Julia Cook, University of Newcastle, and Signe Ravn, University of Melbourne: On February 21 2019 the TASA Youth thematic group held a one-day event focusing on ethics in youth research across the full spectrum of the research process: from engagement, to participation, through to representation. Youth researchers often face challenges and setbacks when engaging with university or organisation-based ethics committees because the research participants often (when under the age of 18) automatically are seen as ‘vulnerable’. In addition to this, many youth sociologists use creative and participatory methods which create new ethical challenges that the researcher has to navigate, often ‘on the go’. This was the backdrop against which we put together a programme consisting of a mix of keynote talks, panel discussion and paper presentations.
The day started off with a double keynote from Professor Marilys Guillemin (University of Melbourne) and Dr Bronwyn Wood (Victoria University of Wellington). Setting us up for the day, Marilys focused on challenges pertaining to sensory research, focusing particularly on her influential work on body mapping, a drawing-based research method that she has used to understand lived and embodied experiences of illness. Bronwyn then spoke about the complexities that emerge when working with young people within school and other institutions, especially in relation to creative methods such as photovoice.
The next session was a panel on ‘Challenges and ways forward in creative, participatory and digital methods’. For this session we had asked three speakers to prepare some thoughts and reflections on challenging situations in their own research. The three panellists, Professor Helen Cahill (University of Melbourne), Dr Joni Meenagh (RMIT University) and Dr Bronwyn Wood again, all shared powerful experiences. For instance, Helen Cahill spoke about her experiences with participatory research in a specific project where young people were refusing to openly identify with their individual biographies and experiences, but were happy to act as ‘advisers’ to government and hence came up with creative ways of presenting on the research at a large conference for policy-makers. This research provided rich insights into the ethics of both participation and representation while working with marginalised and stigmatised groups.

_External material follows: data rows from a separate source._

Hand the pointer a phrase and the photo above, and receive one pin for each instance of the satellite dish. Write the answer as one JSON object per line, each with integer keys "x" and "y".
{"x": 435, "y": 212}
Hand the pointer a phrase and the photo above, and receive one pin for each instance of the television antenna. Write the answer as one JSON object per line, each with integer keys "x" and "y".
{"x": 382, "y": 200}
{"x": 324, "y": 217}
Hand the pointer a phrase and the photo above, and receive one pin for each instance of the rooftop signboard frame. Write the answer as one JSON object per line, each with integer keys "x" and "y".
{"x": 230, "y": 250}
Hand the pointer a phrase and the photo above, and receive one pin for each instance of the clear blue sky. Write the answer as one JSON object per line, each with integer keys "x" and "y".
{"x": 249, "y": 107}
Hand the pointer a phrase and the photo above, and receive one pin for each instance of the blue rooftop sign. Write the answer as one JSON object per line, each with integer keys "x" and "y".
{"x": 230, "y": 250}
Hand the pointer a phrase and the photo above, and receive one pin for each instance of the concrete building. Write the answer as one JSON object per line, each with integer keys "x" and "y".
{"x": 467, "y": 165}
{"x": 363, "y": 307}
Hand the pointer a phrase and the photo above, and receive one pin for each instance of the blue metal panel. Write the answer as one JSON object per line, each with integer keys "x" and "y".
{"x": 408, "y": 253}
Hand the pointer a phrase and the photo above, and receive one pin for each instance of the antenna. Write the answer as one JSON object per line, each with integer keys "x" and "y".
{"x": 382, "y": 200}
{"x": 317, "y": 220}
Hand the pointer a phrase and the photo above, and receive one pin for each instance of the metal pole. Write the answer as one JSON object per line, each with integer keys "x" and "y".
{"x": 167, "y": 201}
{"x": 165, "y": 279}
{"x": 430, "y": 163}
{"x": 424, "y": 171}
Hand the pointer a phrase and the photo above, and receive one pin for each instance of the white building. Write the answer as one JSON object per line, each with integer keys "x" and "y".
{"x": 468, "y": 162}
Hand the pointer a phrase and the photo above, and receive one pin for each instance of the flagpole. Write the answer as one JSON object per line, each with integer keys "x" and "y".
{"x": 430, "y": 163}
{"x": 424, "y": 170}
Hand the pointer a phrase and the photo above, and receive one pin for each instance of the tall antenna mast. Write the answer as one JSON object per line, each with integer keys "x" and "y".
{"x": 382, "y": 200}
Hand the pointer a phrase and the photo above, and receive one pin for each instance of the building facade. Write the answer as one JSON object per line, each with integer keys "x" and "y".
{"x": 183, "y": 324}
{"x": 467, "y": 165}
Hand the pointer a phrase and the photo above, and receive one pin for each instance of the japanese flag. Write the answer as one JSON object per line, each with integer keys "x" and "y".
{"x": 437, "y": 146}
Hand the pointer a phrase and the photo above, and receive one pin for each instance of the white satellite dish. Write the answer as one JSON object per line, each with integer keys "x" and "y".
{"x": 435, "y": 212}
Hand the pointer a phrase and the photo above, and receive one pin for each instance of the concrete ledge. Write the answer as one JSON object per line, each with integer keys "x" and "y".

What also came across in the panel discussion was the temporal dimensions of ethical research and how we are often forced to ‘speed up’ because of external deadlines. Part of the discussion centred on how we can slow down the research process as well as work within existing temporal regimes. This session also signified the beginning of a discussion of ‘research failures’, a theme that was returned to throughout the remainder of the day, and which provided a little-used avenue for exploring the ethical implications of research.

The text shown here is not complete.